Published online by Cambridge University Press: 12 January 2010
Political economy
By the later eighteenth century the kingship of Buganda was evidently a prize for which ambitious men were willing to compete with desperate ferocity, staking their own lives and killing without mercy, while other men, not eligible for the supreme position, strove no less avidly for a share in the spoils of power. There was in other words a large surplus to be seized, and obvious questions follow. How did the surplus arise? How was it extracted, and from whom? And these are part of the larger questions about state formation which have been the main themes of African historical studies since their academic beginnings some forty years ago.

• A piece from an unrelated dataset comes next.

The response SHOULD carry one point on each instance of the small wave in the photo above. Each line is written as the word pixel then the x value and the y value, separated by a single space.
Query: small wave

Structures of political authority of the kind that Europeans could recognise as states were by no means universal in sub-Saharan Africa, and where they existed they were generally smaller, weaker and less durable than those of Asia and Europe. This undeniable fact has troubled African intellectuals and foreign sympathisers, because states are commonly regarded as the proper mode of political existence and have now become the compulsory mode. Africans thus appeared to have fallen behind in the normal journey of political development, with the natural implication that they were deficient in some crucial capacity, either genetic or environmental. Colonial apologists had welcomed this inference, since government was held to be chief among the blessings conferred on Africa by European rule. Hardliners among them had seen the deficiency as incurable and the foreign rule therefore necessarily eternal. Liberals had thought it possible to implant new political organs and withdraw when they were capable of autonomous functioning.